4. Embedding Ingestion

Batch Ingestion (Reset/Delta Jobs)

  • Triggered via Databricks jobs that read from GCS paths
  • Supports separate index-space and search-space embeddings
  • Per-variant to_be_indexed flags control which embeddings are indexed for each variant
  • EOF markers sent to all Kafka partitions ensure complete data consumption

Real-Time Ingestion

  • Generic Kafka schema for all real-time consumers
  • Entity-based aggregation data (e.g., is_live_ad, out_of_stock) updates in real time
  • During model resets, real-time consumers continue pushing data to the latest collection (no pausing)

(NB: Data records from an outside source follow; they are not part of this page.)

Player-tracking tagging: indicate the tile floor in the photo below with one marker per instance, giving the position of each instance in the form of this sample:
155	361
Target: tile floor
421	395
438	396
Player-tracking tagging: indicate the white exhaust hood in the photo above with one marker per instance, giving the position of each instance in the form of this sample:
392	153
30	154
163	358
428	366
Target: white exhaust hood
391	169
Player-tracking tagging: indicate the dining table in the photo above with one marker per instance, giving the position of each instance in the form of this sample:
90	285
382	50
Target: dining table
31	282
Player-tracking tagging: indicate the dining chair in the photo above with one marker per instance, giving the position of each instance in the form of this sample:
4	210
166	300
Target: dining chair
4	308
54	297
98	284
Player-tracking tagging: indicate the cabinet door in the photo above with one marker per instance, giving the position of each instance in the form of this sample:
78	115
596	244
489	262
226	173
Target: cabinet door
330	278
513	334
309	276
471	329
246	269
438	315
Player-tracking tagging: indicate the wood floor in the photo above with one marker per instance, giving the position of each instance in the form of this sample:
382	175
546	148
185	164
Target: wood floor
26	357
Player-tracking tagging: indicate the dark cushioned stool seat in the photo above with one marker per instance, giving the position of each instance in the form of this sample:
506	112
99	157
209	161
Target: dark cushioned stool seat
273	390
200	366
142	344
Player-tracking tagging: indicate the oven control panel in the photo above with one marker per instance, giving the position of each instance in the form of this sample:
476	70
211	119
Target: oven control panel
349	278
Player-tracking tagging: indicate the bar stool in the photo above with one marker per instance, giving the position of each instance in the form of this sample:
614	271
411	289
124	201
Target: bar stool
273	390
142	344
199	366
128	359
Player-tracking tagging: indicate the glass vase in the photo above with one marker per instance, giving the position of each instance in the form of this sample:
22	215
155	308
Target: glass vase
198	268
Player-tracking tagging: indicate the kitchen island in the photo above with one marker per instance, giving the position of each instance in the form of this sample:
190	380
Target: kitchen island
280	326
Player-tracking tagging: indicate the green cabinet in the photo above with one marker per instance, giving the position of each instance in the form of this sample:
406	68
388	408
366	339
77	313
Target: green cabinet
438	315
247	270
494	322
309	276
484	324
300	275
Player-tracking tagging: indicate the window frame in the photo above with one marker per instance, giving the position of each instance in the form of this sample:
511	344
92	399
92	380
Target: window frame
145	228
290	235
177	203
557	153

5. Real-Time Data Aggregation

  • Entity-wise (catalog, product, user) real-time aggregation via ScyllaDB
  • Generic approach: aggregator tables are entity-level, not model/version-specific
  • All real-time data is consistent across models sharing the same entity

6. Intelligent Caching

  • In-memory cache: First layer, reduces load on distributed cache
  • Distributed cache (Redis): Second layer for cached similarity results
  • Hit rate monitoring and cache effectiveness metrics per model

7. Embedded Storage

  • Optional embedding storage with configurable TTL
  • Enables embedding lookup APIs for downstream consumers
  • Stored in ScyllaDB with efficient binary serialization

8. Retry and Fault Tolerance

  • Retry topic: Failed ingestion events are published to a dedicated retry topic
  • Event-driven state management: Model states persist in SQL DB, surviving pod restarts
  • Kafka-based admin: Asynchronous processing with automatic re-consumption on failure

9. Experiment Isolation

  • Dedicated EKS cluster (skye-service-experiments) for experiments
  • Dedicated vector DB cluster for experiment workloads
  • Clean separation from production: experiments do not impact production performance
  • Promotion path from experiment to production after load analysis

10. Centralized Cluster Management

  • Automated cluster provisioning via scripts (collaboration with DevOps)
  • Consistent configurations across all clusters (eliminates consensus issues)
  • Horizontal scaling support: generic scripts for adding nodes to existing clusters

Onboarding Flow

Step-by-step Process

  1. Data Scientist provides a base GCS path where model embeddings will be pushed
  2. Register Model via POST /register-model with entity type, column mappings, model config
  3. Register Variant(s) via POST /register-variant with filter criteria, vector DB config, job frequency
  4. Schedule Databricks Job to read data from GCS path and ingest into Skye platform
  5. Reset Model via POST /reset-model to trigger the first full ingestion
  6. Trigger Model Machine via POST /trigger-model-machine to start the indexing pipeline

Extending to New Tenants

With the variant system, extending a model to a new tenant only requires registering a new variant with appropriate filters -- no re-ingestion of embeddings is needed.